Noel took a step towards her, although he would not have been surprised if she had flown at him with all the ferocity of a cornered animal.
“Now, Jess,” he urged gently, “can’t we talk this over without all this fuss? I’m not belittling your loss or suggesting that some injustice has not been done somewhere, but there is absolutely nothing to be gained by an attitude of hatred and non-co-operation in this instance. Anna must be helped to get her memory back, and you are the only person left who can help her. You say that your father has had a stroke, so we could not inflict such a strain on him at present. It’s up to you, Jess.”

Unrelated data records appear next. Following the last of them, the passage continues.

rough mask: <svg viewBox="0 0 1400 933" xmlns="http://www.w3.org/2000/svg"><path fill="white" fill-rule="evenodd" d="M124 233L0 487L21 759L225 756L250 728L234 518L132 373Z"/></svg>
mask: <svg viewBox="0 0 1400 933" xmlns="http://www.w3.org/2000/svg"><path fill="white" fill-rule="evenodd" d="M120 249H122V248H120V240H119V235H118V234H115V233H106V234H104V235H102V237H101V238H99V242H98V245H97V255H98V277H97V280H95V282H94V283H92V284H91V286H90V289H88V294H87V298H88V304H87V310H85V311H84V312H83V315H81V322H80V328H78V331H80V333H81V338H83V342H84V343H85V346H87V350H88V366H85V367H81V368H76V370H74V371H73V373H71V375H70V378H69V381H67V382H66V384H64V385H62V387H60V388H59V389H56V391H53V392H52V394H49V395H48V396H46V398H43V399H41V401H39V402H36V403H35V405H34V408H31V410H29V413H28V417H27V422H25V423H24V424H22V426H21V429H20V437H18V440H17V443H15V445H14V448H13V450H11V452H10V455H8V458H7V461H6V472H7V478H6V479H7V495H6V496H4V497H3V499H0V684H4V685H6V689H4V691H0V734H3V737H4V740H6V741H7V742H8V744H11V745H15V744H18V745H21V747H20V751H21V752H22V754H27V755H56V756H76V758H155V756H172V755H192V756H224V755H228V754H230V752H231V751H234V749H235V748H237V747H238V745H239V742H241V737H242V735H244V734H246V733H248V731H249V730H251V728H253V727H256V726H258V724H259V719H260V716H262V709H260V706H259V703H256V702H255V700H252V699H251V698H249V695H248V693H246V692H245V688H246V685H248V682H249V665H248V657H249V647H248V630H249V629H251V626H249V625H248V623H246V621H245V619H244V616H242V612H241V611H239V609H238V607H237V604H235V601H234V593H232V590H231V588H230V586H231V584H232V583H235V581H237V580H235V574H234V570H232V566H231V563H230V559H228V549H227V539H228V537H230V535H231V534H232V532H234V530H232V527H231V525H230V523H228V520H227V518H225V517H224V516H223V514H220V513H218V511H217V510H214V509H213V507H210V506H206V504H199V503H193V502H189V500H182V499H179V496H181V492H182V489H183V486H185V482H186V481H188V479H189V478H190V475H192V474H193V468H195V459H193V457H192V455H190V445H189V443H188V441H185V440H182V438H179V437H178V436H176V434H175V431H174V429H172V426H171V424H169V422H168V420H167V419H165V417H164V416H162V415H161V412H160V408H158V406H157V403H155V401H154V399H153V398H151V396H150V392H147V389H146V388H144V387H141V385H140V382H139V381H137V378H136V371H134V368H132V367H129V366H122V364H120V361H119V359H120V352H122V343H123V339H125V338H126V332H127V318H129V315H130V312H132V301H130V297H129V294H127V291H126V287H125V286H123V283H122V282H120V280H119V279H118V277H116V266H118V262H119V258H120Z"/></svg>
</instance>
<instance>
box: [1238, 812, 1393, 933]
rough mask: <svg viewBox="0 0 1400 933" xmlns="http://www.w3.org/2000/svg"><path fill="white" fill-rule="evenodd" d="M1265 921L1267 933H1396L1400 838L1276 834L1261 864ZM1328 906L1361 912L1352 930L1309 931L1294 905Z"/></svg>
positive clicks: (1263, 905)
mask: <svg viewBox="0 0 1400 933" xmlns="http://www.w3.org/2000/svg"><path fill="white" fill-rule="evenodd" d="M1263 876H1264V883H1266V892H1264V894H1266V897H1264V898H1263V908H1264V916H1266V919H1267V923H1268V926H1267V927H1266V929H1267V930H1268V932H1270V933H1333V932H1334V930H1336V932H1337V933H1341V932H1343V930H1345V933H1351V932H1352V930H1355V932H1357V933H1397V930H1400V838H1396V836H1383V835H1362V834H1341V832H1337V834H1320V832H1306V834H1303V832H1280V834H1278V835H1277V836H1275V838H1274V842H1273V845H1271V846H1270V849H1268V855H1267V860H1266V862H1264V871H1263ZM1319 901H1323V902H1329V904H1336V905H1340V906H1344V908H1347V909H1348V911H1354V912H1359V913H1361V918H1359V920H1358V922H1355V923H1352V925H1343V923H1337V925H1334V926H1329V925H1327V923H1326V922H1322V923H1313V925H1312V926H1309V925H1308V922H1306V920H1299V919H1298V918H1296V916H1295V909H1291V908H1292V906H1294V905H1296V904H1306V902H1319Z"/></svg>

He kept his eyes on her, demanding that she should consider what he said, but Jess Marrick would not waver in her decision nor give away one inch. This was a battle of hurt pride against an appeal for sympathy, Noel realized, and hurt pride could be a revengeful, enemy.
“What right have you to ask me to do this?” she burst out passionately. “You don’t understand what she did to me. You can’t know what she is like!”
“I think I do know what she is like, Jess,” he said patiently, “and that is why I have come here to appeal to you to forget the past for the sake of the present and the future.”
“She stole the man I was going to marry!” Jess spat out, glad when she saw him flinch at the crude accusation, glad that she had the power to inflict hurt.
“And because of that you are going to refuse to help me, even when I tell you that I know how you have suffered, even when I say that I am in love with Anna and have no hope of ever claiming her love in return?”
The appeal silenced her and she stared at him as if he had struck her.
“You?” she said. “But—Ned Armstrong married her didn’t he?”
“We can’t find any trace of him,” he explained. “He didn’t rejoin his ship. We telephoned to the owners in Swansea, but these things happen quite frequently, it appears. The fact remains that Ned Armstrong has not tried to trace A
nna in all these weeks and—we must find him, or find out about him.”
“He wrote to her,” Jess muttered, following her own train of thoughts down into the past, “and she went off to meet him. She knew that she was going to him, and she said nothing. She left us without a word, with that Judas kiss of hers, and next day I found the letter!”
“Can you tell me about the letter, Jess?” Noel’s face was pale and strained now, his mouth more tightly compressed that ever. “It may help us to discover what exactly happened to them.”
Jess hesitated, looking for a moment as if she would still turn on her heel and leave him, and then she said slowly.
“It came just before she left to go on her holiday to Wales and she was—agitated about it. I know she didn’t sleep much that night, for I heard her pacing about her room next to mine. But that wasn’t when she burned the letter,” Jess added. “I was in her room the next morning and it wasn’t in the grate then.”
Noel supposed that she had gone to her sister’s room afterwards in search of the all-important letter, but he made no comment, and after another pause in which she remained deep in thought, Jess went on in the same resentful tone:
“They must have made it up between them—what they were going to do. He gave her an address where he was staying in Swansea and she must have replied to him there and agreed to meet him, because there was a complaint from the hotel she should have gone to at Harlech several days later. The people said that she hadn’t taken up her reservation, but we had found the letter burned in her room before then.”
“And you didn’t reply to the hotel,” Noel summed up, “or notify the police that your sister was missing?”
“We knew where she was!” she answered defiantly.